Saturday, 23 de November de 2024 ISSN 1519-7670 - Ano 24 - nº 1315

Trabalho de pesquisador sob censura

Uma surpresa desagradável aguardava a historiadora Mary Del Priore tão logo terminou a escrita de Matar Para Não Morrer (Objetiva, 160 págs., R$ 29,90) em que narra o assassinato do escritor Euclides da Cunha por Dilermando de Assis, amante de sua mulher, Anna, em 1909. ‘Como sempre faço, enviei uma cópia do texto para os herdeiros dos personagens para eventuais comentários’, conta ela que, em troca, foi aconselhada a não publicar o livro sob a pena de ser processada – os netos discordavam da forma como foram apresentados determinados fatos e prometiam recorrer a advogados.

Matar Para Não Morrer acompanha a tragédia que vitimou o autor de Os Sertões mas privilegiando Dilermando de Assis, jovem cadete que o alvejou com três tiros. ‘Ele reagiu a um ataque de Euclides, que buscava limpar sua honra. Mesmo assim, Dilermando foi transformado em vilão, rótulo que o perseguiu até o fim’, conta Mary que, durante a pesquisa para o livro, garimpou informações em jornais e autores do início do século, muitos deles, como o jornalista João do Rio, espectadores da cena histórica. ‘Baseei-me em dados comprovados historicamente mas, mesmo assim, Anna Sharp e Tania Andrade Lima, netas de Dilermando e Anna, afirmaram que eu denegria seus familiares.’

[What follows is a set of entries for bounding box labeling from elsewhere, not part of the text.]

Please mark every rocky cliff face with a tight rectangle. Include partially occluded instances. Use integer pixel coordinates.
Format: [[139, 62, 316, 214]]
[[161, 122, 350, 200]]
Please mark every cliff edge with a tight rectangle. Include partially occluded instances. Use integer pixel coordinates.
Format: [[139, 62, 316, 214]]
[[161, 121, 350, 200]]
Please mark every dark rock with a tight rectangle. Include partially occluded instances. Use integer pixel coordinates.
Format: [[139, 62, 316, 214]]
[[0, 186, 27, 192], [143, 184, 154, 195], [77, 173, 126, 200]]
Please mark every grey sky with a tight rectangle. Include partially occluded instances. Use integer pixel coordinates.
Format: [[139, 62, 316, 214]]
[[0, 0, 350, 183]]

Em carta à escritora, Anna Sharp reclamou das descrições físicas e das atitudes comprometedoras dos avós que figuravam no livro – procurada pelo Estado, ela preferiu não se manifestar. ‘Mas é justamente a junção da vida pública com a privada que revela o verdadeiro perfil dessas figuras públicas’, defende-se Mary. ‘No Brasil, os heróis são vistos apenas sob uma chave: a elogiosa.’ Curiosamente, a historiadora recebeu apoio integral de Dirce, filha de outro casamento de Dilermando.

Menos páginas

Mesmo sob pressão – um escritório de advogados de São Paulo enviou uma carta à Objetiva em setembro, solicitando a não publicação da obra –, Mary e a editora decidiram prosseguir com a edição. Atitude distinta da tomada pela Planeta que, em 2007, fez um acordo com os advogados de Roberto Carlos, evitando a abertura de um processo: alegando que sua privacidade havia sido invadida, o cantor queria interromper a venda de Roberto Carlos em Detalhes, biografia não-autorizada de Paulo César de Araújo, o que de fato aconteceu.

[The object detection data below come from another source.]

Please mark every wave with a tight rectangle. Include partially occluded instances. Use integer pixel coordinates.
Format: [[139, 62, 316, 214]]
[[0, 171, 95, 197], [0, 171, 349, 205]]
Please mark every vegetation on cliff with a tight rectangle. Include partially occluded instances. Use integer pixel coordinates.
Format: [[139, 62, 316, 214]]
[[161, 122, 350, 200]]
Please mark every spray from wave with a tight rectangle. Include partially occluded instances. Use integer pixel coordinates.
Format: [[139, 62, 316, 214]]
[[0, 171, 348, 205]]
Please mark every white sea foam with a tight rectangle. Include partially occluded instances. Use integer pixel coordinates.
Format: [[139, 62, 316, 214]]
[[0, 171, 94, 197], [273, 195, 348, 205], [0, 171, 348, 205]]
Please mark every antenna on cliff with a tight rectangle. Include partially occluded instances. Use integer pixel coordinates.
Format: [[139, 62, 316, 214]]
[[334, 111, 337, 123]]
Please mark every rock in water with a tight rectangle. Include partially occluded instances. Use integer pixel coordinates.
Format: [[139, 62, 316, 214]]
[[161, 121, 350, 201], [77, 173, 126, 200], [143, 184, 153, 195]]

Trata-se do caso mais notório da delicada relação entre editoras e biógrafos com descendentes de biografados. ‘Não existe mais a figura do censor, de tesoura na mão. Mas existe uma forma de censura explícita, que proíbe a jornalistas, pesquisadores, historiadores e jornais, a publicação de matérias e entrevistas, e a censura mais implícita, que se configura em mecanismos repressivos que se exercem de maneira dissimulada na sociedade’, comenta Mary, estendendo seu comentário à censura sofrida há 143 dias pelo Estado de S.Paulo, proibido por liminar do Tribunal de Justiça do Distrito Federal de publicar dados da Polícia Federal acerca de negócios do empresário Fernando Sarney.

‘Chegamos a recusar a biografia do Roberto Carlos, escrita pelo Paulo Cesar Araujo, por medo da reação do artista. Também preferimos não fazer a de Ademar de Barros e a do Torquato Neto’, conta Luciana Villas-Boas, diretora editorial da Record. ‘Toda biografia que vamos publicar é lida com lupa por nosso advogado. Em geral temos mais medo de personagens secundários do que do próprio biografado.’

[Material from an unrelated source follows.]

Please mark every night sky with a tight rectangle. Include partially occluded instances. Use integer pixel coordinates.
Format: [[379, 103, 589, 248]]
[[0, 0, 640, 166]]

O problema está em uma brecha no Código Civil que possibilita descendentes de biografados embargarem obras que julgam caluniosas. ‘Assim, como consequência de uma legislação equivocada (única no mundo), netos de personagens históricos têm o direito de censurar e cercear o trabalho de historiadores relativo a fatos passados há mais de um século’, reclama Roberto Feith, da Objetiva. ‘Nossa legislação absurda está matando um gênero literário que até pouco tempo atrás revelava-se dos mais promissores no Brasil’, completa Luciana.

A esperança está em um projeto de lei apresentado pelo deputado federal Antonio Palocci (PT-SP) no ano passado, que propõe alterar o artigo 20 da Lei Federal nº 10.406, justamente o evocado pelas famílias de biografados que se julgam maltratadas.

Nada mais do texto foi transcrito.